To better delineate the involvement of RNF122 in ADHD and to detect potential functional variants, markers at this locus were imputed in the original dataset of 603 subjects with ADHD and 583 healthy controls. Pre-imputation quality control of the GWAS dataset at the individual and SNP level was implemented in accordance to the QC module instructions from the Ricopili pipeline considering default settings [https://sites.google.com/a/broadinstitute.org/ricopili/]. Screening for cryptic relatedness and population stratification was performed by Principal Components Analysis (PCA). Markers at the RNF122 gene region plus 10 kb upstream and 5 kb downstream from the locus (chr8:33519815–33554185; NCBI36/hg18) were imputed in the GWAS sample through the pre-phasing and imputation strategies implemented by SHAPEIT and IMPUTE2, respectively31, 32, using the Ricopili pipeline [https://sites.google.com/a/broadinstitute.org/ricopili/] and data from the 1000 Genomes Project as the reference panel [http://www.1000genomes.org/]33. After filtering SNPs with MAF <0.01 and low imputation quality (r < 0.4), 138 SNPs were finally considered.
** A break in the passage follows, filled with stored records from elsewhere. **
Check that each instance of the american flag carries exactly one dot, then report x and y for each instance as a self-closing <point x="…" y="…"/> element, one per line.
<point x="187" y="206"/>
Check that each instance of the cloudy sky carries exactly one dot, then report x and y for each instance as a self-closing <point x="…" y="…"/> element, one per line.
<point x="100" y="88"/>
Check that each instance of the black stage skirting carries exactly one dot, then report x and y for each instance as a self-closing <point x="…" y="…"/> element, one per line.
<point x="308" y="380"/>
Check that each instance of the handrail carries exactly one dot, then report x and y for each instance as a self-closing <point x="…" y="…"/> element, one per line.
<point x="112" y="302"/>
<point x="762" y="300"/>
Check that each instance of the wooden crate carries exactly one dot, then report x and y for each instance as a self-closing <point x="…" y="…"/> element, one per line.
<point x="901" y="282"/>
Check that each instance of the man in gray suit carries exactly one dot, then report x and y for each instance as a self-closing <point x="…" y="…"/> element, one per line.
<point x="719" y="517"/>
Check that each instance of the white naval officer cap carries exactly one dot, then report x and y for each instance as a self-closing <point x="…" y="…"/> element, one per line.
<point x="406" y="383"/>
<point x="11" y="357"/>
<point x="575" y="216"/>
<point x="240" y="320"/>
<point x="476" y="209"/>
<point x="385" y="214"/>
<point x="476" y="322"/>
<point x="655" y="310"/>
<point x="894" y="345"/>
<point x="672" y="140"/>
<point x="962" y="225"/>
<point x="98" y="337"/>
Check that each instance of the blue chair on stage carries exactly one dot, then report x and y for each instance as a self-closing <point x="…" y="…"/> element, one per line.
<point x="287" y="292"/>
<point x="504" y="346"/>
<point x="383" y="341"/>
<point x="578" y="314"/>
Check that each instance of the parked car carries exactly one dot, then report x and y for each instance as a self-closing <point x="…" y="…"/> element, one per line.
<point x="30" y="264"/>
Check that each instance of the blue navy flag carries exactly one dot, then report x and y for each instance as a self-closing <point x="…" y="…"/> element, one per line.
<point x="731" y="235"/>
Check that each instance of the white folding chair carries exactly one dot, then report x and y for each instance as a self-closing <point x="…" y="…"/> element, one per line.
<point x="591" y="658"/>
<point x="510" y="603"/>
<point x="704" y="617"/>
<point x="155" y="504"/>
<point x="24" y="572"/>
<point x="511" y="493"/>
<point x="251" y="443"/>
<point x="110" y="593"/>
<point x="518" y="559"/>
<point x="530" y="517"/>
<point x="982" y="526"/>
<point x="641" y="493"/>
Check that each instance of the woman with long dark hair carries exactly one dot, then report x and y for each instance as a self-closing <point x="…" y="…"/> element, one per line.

We performed the association analysis using logistic regression models with the PLINK v1.07 software20 and multiple-testing was addressed by the Bonferroni correction, setting the significance threshold at P-value < 3.6e-04 when considering 138 imputed SNPs in the RNF122 locus (0.05/138). Since this approach may be too conservative, alternative multiple-testing control was assessed using the Single Nucleotide Polymorphism Spectral Decomposition (SNPSpD) software [http://neurogenetics.qimrberghofer.edu.au/SNPSpDlite/]34, which takes into account patterns of LD (P-value<1.27e-03). Once top signals were identified, in order to uncover additional independent effects and to assess evidence for multi-risk loci in each region, further conditioned analysis was performed with PLINK v1.07 software20. To condition the logistic regression analysis on a specific SNP, we tested all markers again but adding the allelic dosage for the conditioned SNP as a covariate20.

The cis-eQTL analyses were conducted using genotype and expression data from a series of neuropathologically and neuropsychiatrically normal human brain samples from GSE891935 and GSE3027236 datasets, available at the Gene Expression Omnibus site [http://www.ncbi.nlm.nih.gov/geo]. Genotype data from both studies were imputed following the methodology described above. Expression levels of the RNF122 transcript NM_024787.2 were available for 62 cortical samples of European ancestry in the GSE8919 dataset (probe ID: GI_38045930-S) and for 94 prefrontal cortex samples of Caucasian origin in the GSE30272 dataset (probe ID:HEEBO-062-HCC62D14)35, 36. Rank-based inverse normal transformation of expression data was applied using Stats R package [https://www.R-project.org/]30 and additive linear regression models were fitted for eQTL mapping using PLINK v1.07 software20, considering covariates showing suggestive association with the outcome (P-value < 0.2; gender, age_at_death and transcripts_detected_rate24354 (average transcript detection rate for sample, out of all 24354 probes) for GSE8919 and sv2 (surrogate variable 2) for GSE30272 datasets). Bonferroni correction was applied for multiple testing and the significance threshold was set at P-value < 4.3e-04 for the GSE8919 dataset and at P-value < 3.8e-04 for the GSE30272 dataset, considering the number of available SNPs.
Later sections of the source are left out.